Dans la foulée aujourd’hui, le président par intérim du Conseil olympique d’Asie, Raja Randhir Singh, ajoutait : « Nous formons tous une famille. Nous sommes un groupe de 45 Comités Nationaux Olympiques, et nous avons été rejoints par les Comités Nationaux Olympiques d’Océanie, le CIO, l’Association des Comités Nationaux Olympiques et d’autres acteurs très importants du mouvement olympique asiatique », a-t-il déclaré.

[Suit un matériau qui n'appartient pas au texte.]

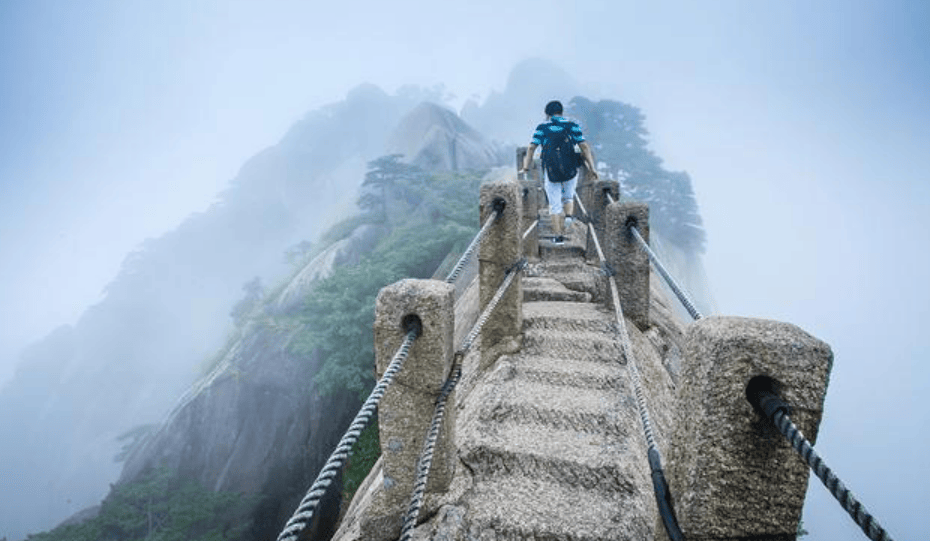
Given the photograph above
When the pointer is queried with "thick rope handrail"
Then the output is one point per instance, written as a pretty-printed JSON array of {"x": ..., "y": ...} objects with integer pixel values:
[
  {"x": 778, "y": 412},
  {"x": 644, "y": 246},
  {"x": 679, "y": 292},
  {"x": 530, "y": 229},
  {"x": 426, "y": 458},
  {"x": 659, "y": 483},
  {"x": 476, "y": 242},
  {"x": 304, "y": 513}
]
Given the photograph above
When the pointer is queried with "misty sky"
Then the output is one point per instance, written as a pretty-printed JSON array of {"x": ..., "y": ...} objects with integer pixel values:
[{"x": 805, "y": 127}]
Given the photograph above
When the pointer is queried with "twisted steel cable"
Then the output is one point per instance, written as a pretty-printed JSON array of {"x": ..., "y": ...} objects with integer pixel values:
[
  {"x": 659, "y": 483},
  {"x": 679, "y": 292},
  {"x": 530, "y": 228},
  {"x": 426, "y": 458},
  {"x": 304, "y": 513},
  {"x": 457, "y": 270},
  {"x": 778, "y": 412}
]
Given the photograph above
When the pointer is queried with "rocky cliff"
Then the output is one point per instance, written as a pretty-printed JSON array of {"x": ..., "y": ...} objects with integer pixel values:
[
  {"x": 548, "y": 442},
  {"x": 258, "y": 423}
]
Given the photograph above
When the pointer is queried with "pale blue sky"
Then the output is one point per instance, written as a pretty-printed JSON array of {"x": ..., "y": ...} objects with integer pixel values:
[{"x": 805, "y": 128}]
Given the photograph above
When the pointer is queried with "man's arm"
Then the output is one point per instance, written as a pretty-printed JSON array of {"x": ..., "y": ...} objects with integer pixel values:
[
  {"x": 528, "y": 159},
  {"x": 588, "y": 158}
]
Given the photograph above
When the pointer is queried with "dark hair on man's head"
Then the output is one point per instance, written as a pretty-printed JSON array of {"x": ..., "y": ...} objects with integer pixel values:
[{"x": 553, "y": 108}]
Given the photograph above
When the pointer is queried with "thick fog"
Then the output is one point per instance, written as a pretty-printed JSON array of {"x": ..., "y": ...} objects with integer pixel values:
[{"x": 805, "y": 128}]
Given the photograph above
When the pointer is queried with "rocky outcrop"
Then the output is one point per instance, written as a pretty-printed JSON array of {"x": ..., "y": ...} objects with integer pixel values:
[
  {"x": 342, "y": 252},
  {"x": 436, "y": 139},
  {"x": 548, "y": 440}
]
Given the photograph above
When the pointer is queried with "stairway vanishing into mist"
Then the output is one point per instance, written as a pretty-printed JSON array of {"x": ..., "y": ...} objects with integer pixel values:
[{"x": 548, "y": 439}]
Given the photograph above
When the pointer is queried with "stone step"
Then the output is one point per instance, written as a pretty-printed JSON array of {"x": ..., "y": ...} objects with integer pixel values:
[
  {"x": 568, "y": 316},
  {"x": 523, "y": 401},
  {"x": 550, "y": 289},
  {"x": 573, "y": 274},
  {"x": 572, "y": 248},
  {"x": 583, "y": 375},
  {"x": 524, "y": 507},
  {"x": 589, "y": 460},
  {"x": 581, "y": 345}
]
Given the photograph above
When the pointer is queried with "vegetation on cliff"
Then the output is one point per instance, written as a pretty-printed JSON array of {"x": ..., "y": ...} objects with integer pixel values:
[
  {"x": 160, "y": 506},
  {"x": 428, "y": 215}
]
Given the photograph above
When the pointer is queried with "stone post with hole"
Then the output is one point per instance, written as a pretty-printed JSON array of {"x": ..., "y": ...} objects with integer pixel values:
[
  {"x": 732, "y": 475},
  {"x": 406, "y": 410},
  {"x": 500, "y": 251},
  {"x": 532, "y": 195},
  {"x": 627, "y": 259}
]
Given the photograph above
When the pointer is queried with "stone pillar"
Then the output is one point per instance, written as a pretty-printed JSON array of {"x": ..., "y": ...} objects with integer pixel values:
[
  {"x": 530, "y": 191},
  {"x": 731, "y": 473},
  {"x": 595, "y": 201},
  {"x": 501, "y": 249},
  {"x": 406, "y": 409},
  {"x": 628, "y": 259}
]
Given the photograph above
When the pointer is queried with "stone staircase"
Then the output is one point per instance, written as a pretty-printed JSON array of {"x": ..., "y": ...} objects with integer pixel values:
[{"x": 551, "y": 442}]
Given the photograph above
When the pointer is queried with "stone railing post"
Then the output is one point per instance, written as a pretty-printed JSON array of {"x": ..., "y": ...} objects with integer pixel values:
[
  {"x": 406, "y": 409},
  {"x": 731, "y": 473},
  {"x": 627, "y": 259},
  {"x": 531, "y": 195},
  {"x": 595, "y": 202},
  {"x": 501, "y": 249}
]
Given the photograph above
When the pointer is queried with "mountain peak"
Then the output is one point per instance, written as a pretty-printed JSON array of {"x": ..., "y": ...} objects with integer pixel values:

A ce stade, et compte tenu de l’impact environnemental de cette attribution, on est donc curieux de connaître la position sur le sujet des instances internationales citées ci-dessus. Et surtout de voir comment d’ici peu sans doute elles examineront les futures projets de Mohammed Ben Salman. Car le royaume, qui peut déjà s’enorgueillir d’avoir attiré le Dakar, la Formule 1, de la boxe, de la Formule E, et du golf avec le circuit LIV qu’il finance, semble vouloir poursuivre sa diversification vers le sport et sortir du « tout pétrole », quoi qu’il en coûte ( à la planète !). Après les Jeux asiatiques d’hiver, l’Arabie Saoudite ne compte pas s’arrêter là en effet, comme le confiait à l’AFP le ministre des Sports, Abdulaziz ben Turki Al-Faisal, en août dernier : « Sans aucun doute, les Jeux olympiques seraient un objectif ultime pour nous ». Le pays s’est par ailleurs porté candidat à l’organisation de la Coupe d’Asie de football en 2027 et à celle de la version féminine en 2026.

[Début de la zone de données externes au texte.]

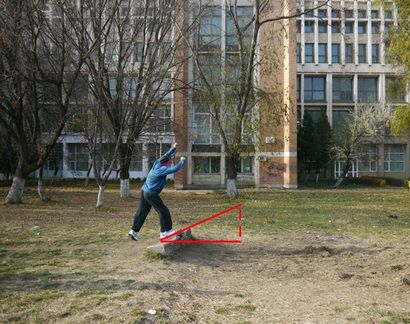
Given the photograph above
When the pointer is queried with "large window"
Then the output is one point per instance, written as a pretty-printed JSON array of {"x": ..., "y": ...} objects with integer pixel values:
[
  {"x": 210, "y": 29},
  {"x": 207, "y": 165},
  {"x": 309, "y": 26},
  {"x": 349, "y": 27},
  {"x": 243, "y": 17},
  {"x": 136, "y": 159},
  {"x": 362, "y": 27},
  {"x": 322, "y": 53},
  {"x": 78, "y": 157},
  {"x": 205, "y": 129},
  {"x": 394, "y": 157},
  {"x": 368, "y": 159},
  {"x": 375, "y": 53},
  {"x": 315, "y": 88},
  {"x": 367, "y": 89},
  {"x": 395, "y": 90},
  {"x": 298, "y": 53},
  {"x": 349, "y": 53},
  {"x": 342, "y": 89},
  {"x": 362, "y": 53},
  {"x": 160, "y": 121},
  {"x": 309, "y": 53},
  {"x": 335, "y": 53}
]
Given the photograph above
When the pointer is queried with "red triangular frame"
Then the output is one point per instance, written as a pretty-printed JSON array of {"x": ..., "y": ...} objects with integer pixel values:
[{"x": 238, "y": 206}]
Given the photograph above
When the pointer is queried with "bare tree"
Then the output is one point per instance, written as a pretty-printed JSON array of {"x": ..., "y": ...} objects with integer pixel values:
[
  {"x": 226, "y": 81},
  {"x": 133, "y": 68},
  {"x": 368, "y": 123},
  {"x": 38, "y": 70}
]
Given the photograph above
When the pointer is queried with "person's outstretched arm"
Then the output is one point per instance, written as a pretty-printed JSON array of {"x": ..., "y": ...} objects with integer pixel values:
[
  {"x": 165, "y": 171},
  {"x": 171, "y": 151}
]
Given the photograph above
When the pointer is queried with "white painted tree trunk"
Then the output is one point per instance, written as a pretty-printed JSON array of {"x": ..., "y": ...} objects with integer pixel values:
[
  {"x": 16, "y": 191},
  {"x": 231, "y": 189},
  {"x": 125, "y": 188},
  {"x": 40, "y": 189},
  {"x": 100, "y": 199}
]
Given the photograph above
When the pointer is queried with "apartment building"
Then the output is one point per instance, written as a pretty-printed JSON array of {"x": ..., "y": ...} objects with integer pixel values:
[
  {"x": 332, "y": 58},
  {"x": 341, "y": 63}
]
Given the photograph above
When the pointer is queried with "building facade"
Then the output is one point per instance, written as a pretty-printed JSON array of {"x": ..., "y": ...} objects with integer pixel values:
[
  {"x": 332, "y": 58},
  {"x": 341, "y": 63}
]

Un directeur du Comité olympique d’Asie dans une situation très délicate
Des dossiers que suit sans doute de très près le cheikh koweitien Ahmed al-Fahd Al-Sabah. Enfin, d’un œil seulement. Car l’actuel président du Conseil olympique d’Asie, dont le siège est au Koweit depuis 1981 et où il entend bien le rester, a dû se mettre « en retrait volontaire » de sa prestigieuse fonction, et laisser les rênes à l’Indien Raja Randhir Singh. En septembre dernier le tribunal de Genève condamnait cet ex-ministre de l’Économie et de l’Énergie, ex-membre du Comité international olympique (CIO), à 30 mois de prison, dont la moitié avec sursis. Lui et ses avocats étant reconnus coupables dans une affaire de faux arbitrage visant à discréditer des adversaires politiques, selon Le Matin.
Le Koweïtien, qui présidait alors le Conseil olympique d’Asie et la Fédération asiatique de handball, « a nié tout acte répréhensible », explique le quotidien suisse. Il a donc fait appel. Verdict d’ici quelques semaines, en novembre prochain. S’il est innocenté, ce dont il ne doute pas, il pourrait reprendre ses fonctions au sein du COA et superviser la mise en œuvre des Jeux Asiatiques d’hiver 2029. Peu rassurant quand on sait que, outre l’affaire en cours en Suisse, le cheikh Ahmed al-Fahd Al-Sabah a déjà quelques dossiers plombant son CV, détaille Le Matin : « Considéré comme un proche du patron du CIO, Thomas Bach, il avait dû se retirer de l’instance sportive à la suite de sa mise en examen, fin 2018, à Genève. Également ancien membre du Conseil de la Fédération internationale de football, le Koweïtien en avait démissionné en avril 2017, à la suite d’accusations dans une affaire de corruption. » Ces jeux s’annoncent sales. Très sales.